1800 There are two women with previous scars (this is how we describe previous C-sections) who may be laboring. One has had successful vaginal births before, but she has polyhydramnios and the baby is literally floating. Her random blood sugar was normal but I still suspect she is diabetic. The other has a history of 2 previous sections and was admitted late from MCH.

1830 Up at Theatre.

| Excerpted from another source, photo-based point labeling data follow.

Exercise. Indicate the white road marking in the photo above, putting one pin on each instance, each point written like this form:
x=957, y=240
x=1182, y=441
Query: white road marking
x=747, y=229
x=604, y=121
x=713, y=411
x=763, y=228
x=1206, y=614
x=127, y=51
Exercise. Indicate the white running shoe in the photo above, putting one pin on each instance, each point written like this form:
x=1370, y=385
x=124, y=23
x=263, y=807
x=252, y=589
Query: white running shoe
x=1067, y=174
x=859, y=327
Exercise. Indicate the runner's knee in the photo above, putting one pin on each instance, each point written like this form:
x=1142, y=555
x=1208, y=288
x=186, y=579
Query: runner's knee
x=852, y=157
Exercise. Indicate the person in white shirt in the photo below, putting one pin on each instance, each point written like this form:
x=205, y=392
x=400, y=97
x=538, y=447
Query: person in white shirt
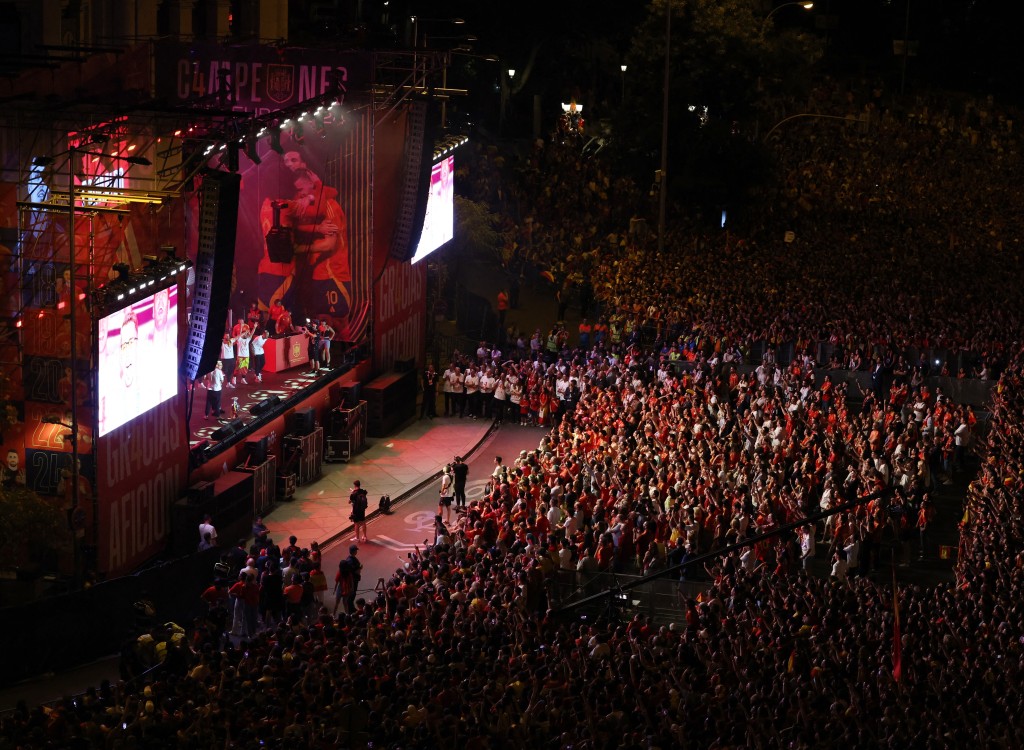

There are three cases from general surgery waiting to go—numbered 1-2-3 on the board. Below, like an unnumbered footnote, are our two patients. Umm. . . I speak with anesthesia—there is only one anesthetist on—we can only run one room right now. OK—but we cannot be fifth as the mom with 2 previous sections is laboring and the baby, and her uterus, will not wait. General surgery weighs in and says we can have the next room.

2100 Home at last after another section. A lot of adhesions—again—but mom and baby are ok. The other lady is not laboring right now. We can wait and do an elective case in the morning.

12 MN Pager goes off. Drat. My clinical officer explains: G7P6 patient with remote history of a C-section followed by successful vaginal deliveries, came in spontaneously laboring at term—heart tones lost, station lost, fetal parts palpated in abdomen, mom tachy.

0030 In theatre, massive hemoperitoneum, beautiful still baby up around liver, uterus ruptured with huge arterial bleeders. Get fluids, get blood. BP dropping. Hands work faster. A lot of prayer. She has six young kids at home. Hands work faster. A lot of prayer.

0200 Patient is stable and going to our recovery room. Adrenaline surge is wearing off—boy I am really tired.

0230 “Daktari, there is that patient with previous scar and polyhydramnios—she is in a lot of pain . . .”
0500 Back home after another C-section. Baby was huge, by the way.

0755 I make my way up the long hill that leads from our home to the Hospital Gate. Up along the broken road . . .

*This lady ultimately did well physically—but her heart was broken.  Abortion is actually illegal here, but  patients obtain them anyway from people in the community who get misoprostol or various herbs for the early pregnancies, and attempt instrumentation in advanced pregnancies. Many come in with hemorrhage that can be fixed with a D&C and blood products. But one presented with renal failure—we think from some herb—and we transferred her for dialysis—but we fear she ultimately died. She was 16. Another had uterine and large bowel perforation—she will live with a colostomy for the rest of her life. She is 17. Family Planning is not readily available to unmarried girls and women in rural areas, and married women cannot use birth control without their husband’s permission. Sadly, whether single, married, or widowed, females in this part of the world do not have a lot of control over when or with whom they have sex, when they marry, who they marry, or what choices their husband makes on their behalf after they marry.